Dersim Katliamı (1938): Resmi Cumhuriyet İdeolojisi belirttiğimiz üretmeye çalıştığı “Türk, Batılı ve Laik” karaktere aykırı ne varsa mücadele ediyordu. Bu sebepledir ki Dersim iline yönelik havadan ve karadan başlattığı topyekün saldırıyla Devletin resmi açıklamasına göre Devlet, Tunceli’de kayıtlara geçen resmî ‘ölü’ sayısını 6 bin 868 sivil olarak açıkladı. Katliamı yöneten kişi, daha sonrta bu “başarılı iş” sebebiyle madalya alacak olan, Mustafa Kemal’in manevi kızı Sabiha Gökçendi…
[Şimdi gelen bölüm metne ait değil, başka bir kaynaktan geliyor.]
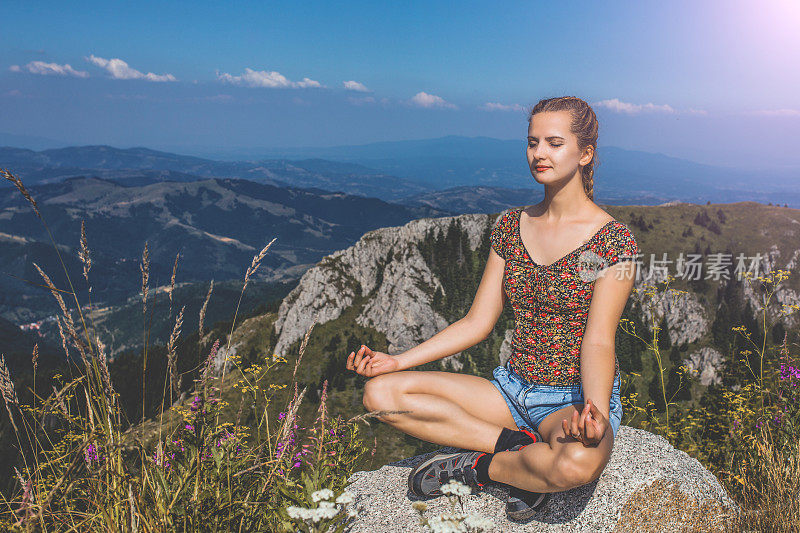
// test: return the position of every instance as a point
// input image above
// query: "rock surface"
(641, 465)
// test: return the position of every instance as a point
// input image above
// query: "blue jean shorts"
(531, 403)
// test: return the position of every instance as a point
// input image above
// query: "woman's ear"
(588, 154)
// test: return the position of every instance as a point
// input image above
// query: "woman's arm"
(470, 330)
(611, 291)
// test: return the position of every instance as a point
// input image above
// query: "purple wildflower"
(91, 456)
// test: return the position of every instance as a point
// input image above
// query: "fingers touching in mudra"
(587, 427)
(370, 363)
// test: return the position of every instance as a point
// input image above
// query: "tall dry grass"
(80, 470)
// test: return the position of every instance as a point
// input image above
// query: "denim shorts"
(531, 403)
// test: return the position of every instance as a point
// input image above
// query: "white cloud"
(778, 112)
(45, 69)
(355, 86)
(492, 106)
(120, 70)
(269, 79)
(423, 99)
(361, 100)
(618, 106)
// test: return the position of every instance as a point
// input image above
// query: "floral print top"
(551, 303)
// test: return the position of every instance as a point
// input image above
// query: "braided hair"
(584, 125)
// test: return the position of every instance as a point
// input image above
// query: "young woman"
(548, 419)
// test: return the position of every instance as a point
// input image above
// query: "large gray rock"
(646, 482)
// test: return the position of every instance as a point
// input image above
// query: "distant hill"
(397, 170)
(217, 225)
(142, 166)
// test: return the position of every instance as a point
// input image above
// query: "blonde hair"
(584, 126)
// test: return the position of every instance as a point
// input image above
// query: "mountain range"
(418, 171)
(217, 225)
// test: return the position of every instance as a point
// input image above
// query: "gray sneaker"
(427, 478)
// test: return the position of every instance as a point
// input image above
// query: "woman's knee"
(380, 393)
(576, 465)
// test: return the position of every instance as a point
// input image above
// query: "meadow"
(230, 443)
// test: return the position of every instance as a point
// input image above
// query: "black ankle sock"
(509, 438)
(482, 468)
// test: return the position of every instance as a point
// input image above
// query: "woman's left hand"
(588, 427)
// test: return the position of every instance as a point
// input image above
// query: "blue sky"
(708, 81)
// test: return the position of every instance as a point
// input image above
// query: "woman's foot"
(523, 504)
(427, 478)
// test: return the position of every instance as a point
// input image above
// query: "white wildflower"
(299, 513)
(456, 488)
(324, 494)
(345, 498)
(478, 523)
(420, 506)
(326, 512)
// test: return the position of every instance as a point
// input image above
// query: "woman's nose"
(538, 152)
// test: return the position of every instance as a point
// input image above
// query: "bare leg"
(450, 409)
(557, 463)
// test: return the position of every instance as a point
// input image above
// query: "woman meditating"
(547, 421)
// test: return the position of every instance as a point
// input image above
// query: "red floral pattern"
(551, 303)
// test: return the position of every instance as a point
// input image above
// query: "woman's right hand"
(370, 363)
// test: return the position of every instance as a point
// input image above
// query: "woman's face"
(554, 148)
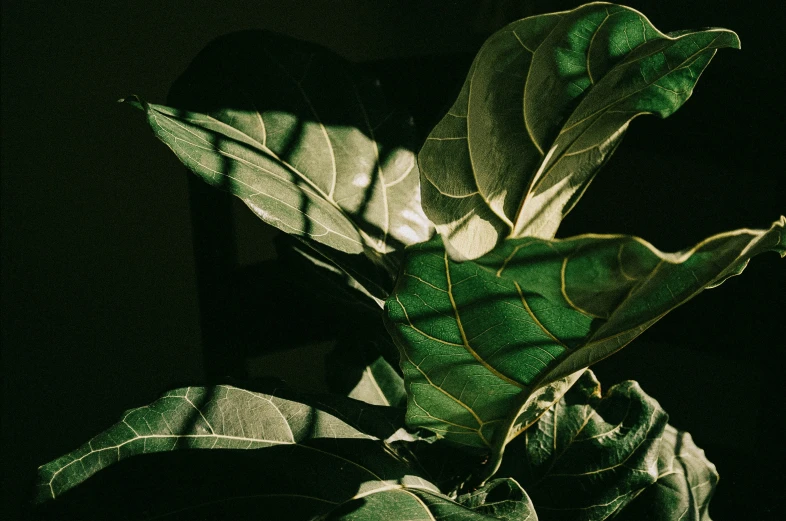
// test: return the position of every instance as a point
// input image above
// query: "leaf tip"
(134, 101)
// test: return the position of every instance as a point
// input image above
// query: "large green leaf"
(501, 498)
(589, 456)
(309, 144)
(545, 103)
(686, 482)
(487, 345)
(290, 456)
(221, 417)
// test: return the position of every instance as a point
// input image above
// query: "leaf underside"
(479, 338)
(544, 105)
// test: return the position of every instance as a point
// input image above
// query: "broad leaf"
(220, 417)
(545, 103)
(309, 143)
(290, 456)
(479, 340)
(502, 499)
(686, 482)
(589, 456)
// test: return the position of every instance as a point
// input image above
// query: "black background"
(99, 296)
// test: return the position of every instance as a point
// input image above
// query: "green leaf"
(220, 417)
(359, 371)
(686, 482)
(502, 499)
(308, 143)
(479, 340)
(292, 455)
(545, 103)
(589, 456)
(406, 505)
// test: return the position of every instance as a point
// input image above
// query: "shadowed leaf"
(589, 456)
(686, 482)
(306, 141)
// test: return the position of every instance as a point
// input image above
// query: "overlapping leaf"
(297, 456)
(359, 371)
(686, 482)
(501, 498)
(480, 339)
(546, 102)
(589, 456)
(308, 143)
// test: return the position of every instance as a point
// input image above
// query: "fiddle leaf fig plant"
(473, 399)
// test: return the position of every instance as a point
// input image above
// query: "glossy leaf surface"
(545, 103)
(309, 144)
(479, 338)
(589, 456)
(502, 499)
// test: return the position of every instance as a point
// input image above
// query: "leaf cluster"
(474, 400)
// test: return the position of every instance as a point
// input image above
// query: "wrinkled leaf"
(545, 103)
(406, 505)
(588, 456)
(686, 482)
(478, 338)
(292, 455)
(502, 499)
(309, 144)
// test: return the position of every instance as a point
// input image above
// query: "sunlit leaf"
(310, 144)
(545, 103)
(479, 340)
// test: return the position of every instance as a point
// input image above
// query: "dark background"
(99, 286)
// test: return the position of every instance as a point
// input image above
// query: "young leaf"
(309, 144)
(589, 456)
(291, 456)
(480, 339)
(686, 482)
(545, 103)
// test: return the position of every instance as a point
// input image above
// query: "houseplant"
(494, 319)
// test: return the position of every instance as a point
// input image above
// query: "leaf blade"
(545, 104)
(537, 312)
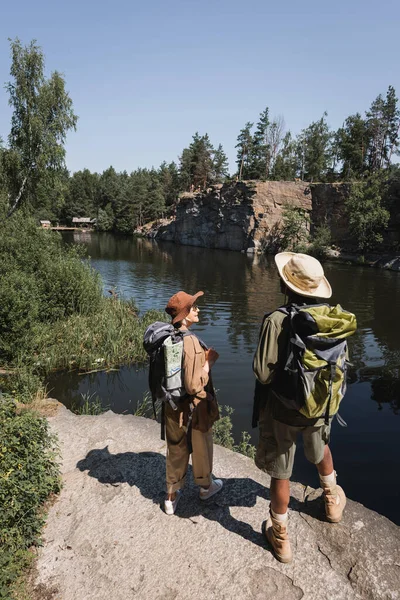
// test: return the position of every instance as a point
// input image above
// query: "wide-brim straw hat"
(303, 274)
(179, 305)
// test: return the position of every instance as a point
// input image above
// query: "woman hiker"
(196, 412)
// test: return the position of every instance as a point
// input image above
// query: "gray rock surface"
(107, 537)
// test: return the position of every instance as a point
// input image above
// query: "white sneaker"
(170, 505)
(215, 487)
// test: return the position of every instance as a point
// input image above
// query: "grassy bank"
(28, 476)
(53, 314)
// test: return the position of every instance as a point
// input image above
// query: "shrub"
(28, 475)
(41, 281)
(320, 242)
(19, 312)
(295, 230)
(222, 434)
(365, 211)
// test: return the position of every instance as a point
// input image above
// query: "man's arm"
(265, 359)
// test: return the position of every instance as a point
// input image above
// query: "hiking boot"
(170, 505)
(335, 501)
(276, 534)
(215, 487)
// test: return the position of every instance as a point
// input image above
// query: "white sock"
(280, 517)
(331, 478)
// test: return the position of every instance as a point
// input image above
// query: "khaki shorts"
(277, 444)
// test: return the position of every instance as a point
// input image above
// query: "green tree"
(196, 163)
(365, 211)
(83, 195)
(315, 150)
(260, 157)
(352, 144)
(155, 205)
(383, 123)
(244, 150)
(170, 181)
(42, 115)
(220, 165)
(295, 228)
(286, 164)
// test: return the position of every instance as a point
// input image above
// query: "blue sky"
(144, 76)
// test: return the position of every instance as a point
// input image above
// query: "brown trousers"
(178, 453)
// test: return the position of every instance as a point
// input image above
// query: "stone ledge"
(106, 536)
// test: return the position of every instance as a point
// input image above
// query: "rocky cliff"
(235, 216)
(107, 537)
(247, 216)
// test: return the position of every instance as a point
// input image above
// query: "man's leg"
(325, 467)
(275, 455)
(280, 495)
(316, 441)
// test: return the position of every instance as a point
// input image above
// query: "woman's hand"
(211, 357)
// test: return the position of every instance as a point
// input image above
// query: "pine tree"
(155, 205)
(352, 144)
(170, 181)
(286, 166)
(315, 150)
(244, 151)
(260, 156)
(220, 165)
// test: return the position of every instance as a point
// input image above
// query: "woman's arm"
(195, 367)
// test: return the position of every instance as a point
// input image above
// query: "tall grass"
(110, 337)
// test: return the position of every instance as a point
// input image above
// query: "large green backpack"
(313, 380)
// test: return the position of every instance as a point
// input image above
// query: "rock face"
(247, 216)
(107, 537)
(241, 216)
(328, 200)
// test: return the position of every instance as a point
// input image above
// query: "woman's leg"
(177, 452)
(202, 457)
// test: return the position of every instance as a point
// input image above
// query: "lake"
(239, 289)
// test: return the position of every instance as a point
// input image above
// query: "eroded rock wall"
(239, 216)
(247, 216)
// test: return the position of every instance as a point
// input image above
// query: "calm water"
(238, 290)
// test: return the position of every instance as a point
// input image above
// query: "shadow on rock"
(146, 471)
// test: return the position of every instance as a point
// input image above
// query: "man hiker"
(284, 406)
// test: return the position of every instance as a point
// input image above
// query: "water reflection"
(239, 289)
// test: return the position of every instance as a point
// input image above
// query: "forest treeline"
(33, 172)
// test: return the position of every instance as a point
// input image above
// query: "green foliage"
(144, 407)
(352, 144)
(295, 229)
(110, 337)
(28, 475)
(42, 115)
(244, 151)
(201, 165)
(40, 282)
(320, 242)
(222, 434)
(222, 429)
(90, 404)
(366, 215)
(315, 151)
(245, 447)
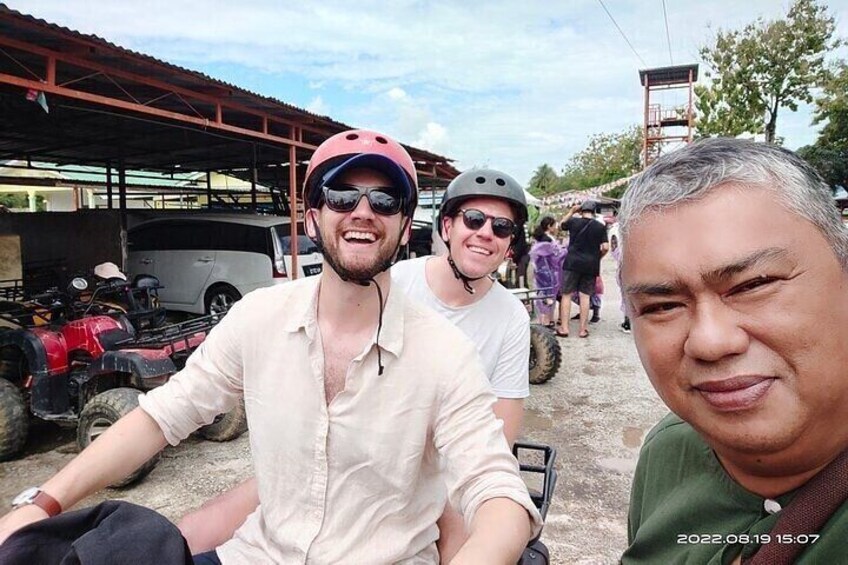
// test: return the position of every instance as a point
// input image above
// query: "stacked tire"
(545, 354)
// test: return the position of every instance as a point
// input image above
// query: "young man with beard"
(480, 214)
(356, 415)
(735, 271)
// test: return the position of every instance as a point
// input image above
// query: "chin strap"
(466, 280)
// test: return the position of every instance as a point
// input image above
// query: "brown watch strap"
(47, 503)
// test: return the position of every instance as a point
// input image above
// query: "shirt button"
(772, 506)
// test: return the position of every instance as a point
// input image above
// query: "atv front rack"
(176, 336)
(528, 296)
(535, 460)
(12, 290)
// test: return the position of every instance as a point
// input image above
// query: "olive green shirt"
(684, 508)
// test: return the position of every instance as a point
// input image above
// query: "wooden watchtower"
(667, 124)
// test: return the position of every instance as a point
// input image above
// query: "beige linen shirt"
(360, 480)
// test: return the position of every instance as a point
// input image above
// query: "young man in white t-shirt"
(480, 213)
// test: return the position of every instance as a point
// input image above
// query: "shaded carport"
(71, 98)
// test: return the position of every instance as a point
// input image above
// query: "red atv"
(78, 357)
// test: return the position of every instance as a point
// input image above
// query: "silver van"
(206, 262)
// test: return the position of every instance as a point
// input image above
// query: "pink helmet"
(361, 149)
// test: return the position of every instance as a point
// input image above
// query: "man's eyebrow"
(653, 289)
(740, 266)
(673, 287)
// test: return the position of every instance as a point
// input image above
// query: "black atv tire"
(226, 427)
(101, 412)
(545, 354)
(220, 298)
(14, 420)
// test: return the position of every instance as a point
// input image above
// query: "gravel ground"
(596, 412)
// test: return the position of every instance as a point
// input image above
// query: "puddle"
(536, 420)
(632, 437)
(618, 465)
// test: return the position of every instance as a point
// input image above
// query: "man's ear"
(447, 223)
(310, 218)
(407, 231)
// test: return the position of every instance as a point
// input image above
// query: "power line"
(667, 35)
(622, 34)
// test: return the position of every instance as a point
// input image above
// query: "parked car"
(206, 262)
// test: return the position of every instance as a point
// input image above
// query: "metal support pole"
(109, 186)
(293, 208)
(645, 136)
(208, 189)
(122, 194)
(689, 115)
(253, 180)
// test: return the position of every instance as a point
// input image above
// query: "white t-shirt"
(498, 324)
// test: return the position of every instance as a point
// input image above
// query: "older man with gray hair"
(735, 274)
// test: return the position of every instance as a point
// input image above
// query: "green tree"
(830, 162)
(544, 181)
(606, 158)
(762, 68)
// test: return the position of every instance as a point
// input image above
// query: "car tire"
(220, 298)
(14, 420)
(545, 354)
(100, 413)
(226, 427)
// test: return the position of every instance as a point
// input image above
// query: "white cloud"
(318, 106)
(433, 137)
(396, 93)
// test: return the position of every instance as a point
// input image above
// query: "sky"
(506, 84)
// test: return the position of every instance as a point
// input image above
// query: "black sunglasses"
(346, 197)
(475, 219)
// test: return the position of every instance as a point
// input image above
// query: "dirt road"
(596, 412)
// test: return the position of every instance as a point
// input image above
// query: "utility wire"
(667, 35)
(622, 33)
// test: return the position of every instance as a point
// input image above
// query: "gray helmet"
(484, 183)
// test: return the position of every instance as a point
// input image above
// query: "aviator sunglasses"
(346, 197)
(475, 219)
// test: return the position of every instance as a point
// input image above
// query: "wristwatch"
(34, 495)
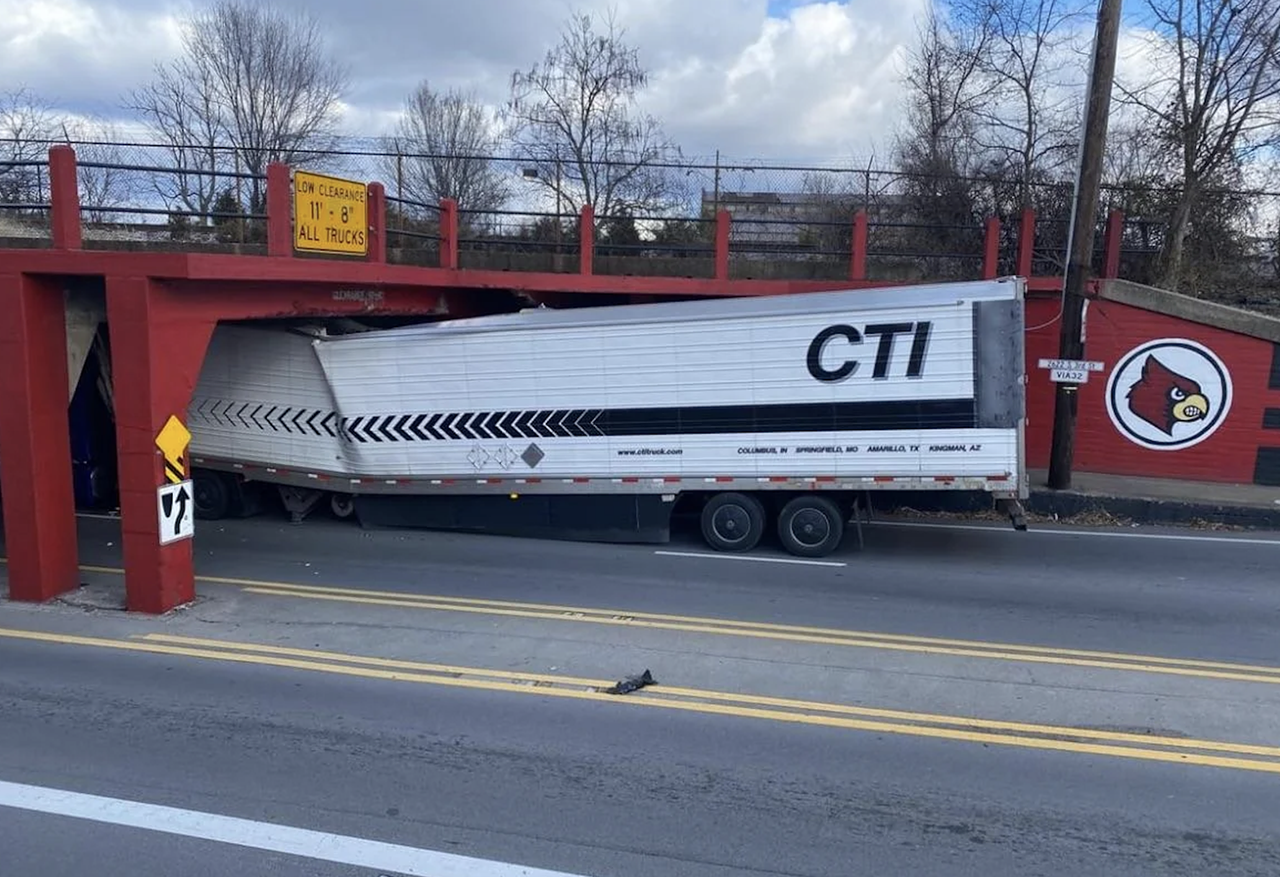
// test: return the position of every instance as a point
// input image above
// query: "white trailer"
(769, 414)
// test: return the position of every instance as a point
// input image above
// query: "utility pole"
(1083, 219)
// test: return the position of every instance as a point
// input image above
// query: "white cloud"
(817, 81)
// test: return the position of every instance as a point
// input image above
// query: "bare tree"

Katliamın yöneticisi Sabiha Gökçen, Manevi Babası Mustafa Kemal Atatürk ile birlikte

6-7 Eylül olayları (1955-1956): Binlerce insanın gözaltına alınması ile sonuçlanan sıkıyönetim Başbakan Adnan Menderes tarafından İstanbul-Ankara treninde karar verilmiş ancak Bakanlar Kurulu karar için 5 gün sonra toplanabilmişti.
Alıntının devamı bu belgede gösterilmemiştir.